390 / 2022-03-15 19:01:56

Study on thermal conductivity and breakdown strength of core-shell Fe3O4@SiO2 enhanced epoxy composites

epoxy composites,thermal conductivity,core-shell structure,breakdown strength

Common epoxy composites have good electrical insulation performance, but the thermal conductivity still needs to be improved.
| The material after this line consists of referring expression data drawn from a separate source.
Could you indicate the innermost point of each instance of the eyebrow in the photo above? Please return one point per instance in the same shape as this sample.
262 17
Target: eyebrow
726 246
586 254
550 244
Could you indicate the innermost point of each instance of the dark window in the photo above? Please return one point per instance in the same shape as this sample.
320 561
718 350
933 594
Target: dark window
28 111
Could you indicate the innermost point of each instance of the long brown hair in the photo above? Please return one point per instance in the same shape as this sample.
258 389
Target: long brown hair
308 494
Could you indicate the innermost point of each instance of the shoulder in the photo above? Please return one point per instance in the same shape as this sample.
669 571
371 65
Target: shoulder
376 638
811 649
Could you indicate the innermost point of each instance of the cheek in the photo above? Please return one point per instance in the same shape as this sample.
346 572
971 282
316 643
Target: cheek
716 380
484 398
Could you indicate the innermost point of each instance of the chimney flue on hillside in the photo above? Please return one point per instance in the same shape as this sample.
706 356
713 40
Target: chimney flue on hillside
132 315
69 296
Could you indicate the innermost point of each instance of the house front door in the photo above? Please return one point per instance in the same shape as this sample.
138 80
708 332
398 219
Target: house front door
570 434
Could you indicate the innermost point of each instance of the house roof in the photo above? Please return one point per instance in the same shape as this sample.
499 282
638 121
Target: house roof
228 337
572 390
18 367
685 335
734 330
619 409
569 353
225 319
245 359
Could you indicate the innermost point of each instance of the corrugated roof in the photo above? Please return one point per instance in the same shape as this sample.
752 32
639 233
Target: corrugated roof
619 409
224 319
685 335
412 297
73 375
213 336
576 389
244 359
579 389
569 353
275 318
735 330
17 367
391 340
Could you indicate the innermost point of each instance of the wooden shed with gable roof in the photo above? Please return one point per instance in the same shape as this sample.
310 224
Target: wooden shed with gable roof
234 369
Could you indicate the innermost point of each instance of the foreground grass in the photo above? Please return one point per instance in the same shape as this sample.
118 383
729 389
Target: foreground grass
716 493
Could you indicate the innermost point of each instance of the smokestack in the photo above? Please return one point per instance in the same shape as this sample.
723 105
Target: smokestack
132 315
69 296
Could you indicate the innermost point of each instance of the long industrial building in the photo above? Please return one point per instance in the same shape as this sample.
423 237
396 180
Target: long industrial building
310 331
In this paper, SiO2-coated Fe3O4 was added to the resin to study the influence of core-shell filler on the thermal conductivity of the resin, and the model of phonon conduction in the multilayer structure was established to improve the interface thermal resistance between filler and matrix.
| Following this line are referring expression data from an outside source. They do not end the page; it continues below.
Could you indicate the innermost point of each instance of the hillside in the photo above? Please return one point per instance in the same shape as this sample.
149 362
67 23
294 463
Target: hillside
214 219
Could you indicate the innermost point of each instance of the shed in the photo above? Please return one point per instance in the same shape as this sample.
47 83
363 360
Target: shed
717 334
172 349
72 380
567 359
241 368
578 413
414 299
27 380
Fe3O4 magnetic nanoparticles were prepared by co-precipitation method, then Fe3O4 particles were dispersed in ethanol, and silicon dioxide was coated on the magnetic nanoparticles by sol-gel method.  The prepared Fe3O4@SiO2 was added into the epoxy resin, and the composite sample was obtained after curing.  We use a laser thermal conductivity meter to test the thermal conductivity of the material and a ball-ball electrode were adopted to test the breakdown voltage.


When phonons move from Fe3O4 to epoxy matrix, the surrounding SiO2 acts as a bridge to reduce phonon loss at the interface, thus improving the overall thermal conductivity of the material. At the same time, the contact barrier formed by Fe3O4@SiO2 particles and epoxy matrix is smaller than that formed by simple Fe3O4 particles, which reduces the difficulty of charge transport at the interface and prevents charge from piling up at the interface between filler and matrix, reduces the electric field distortion at the interface, and improves the breakdown strength of the material.


In this paper, SiO2-coated Fe3O4 particles were prepared and added to epoxy resin to obtain epoxy composite material, which effectively improved the thermal conductivity and breakdown voltage of the material, and had a clearer understanding of the transmission mechanism of phonon and charge between epoxy matrix and inorganic filler. This core-shell structure of nanoparticles represents a promising method for reducing interfacial thermal resistance and can be extended to a variety of nanocomposite applications in the future.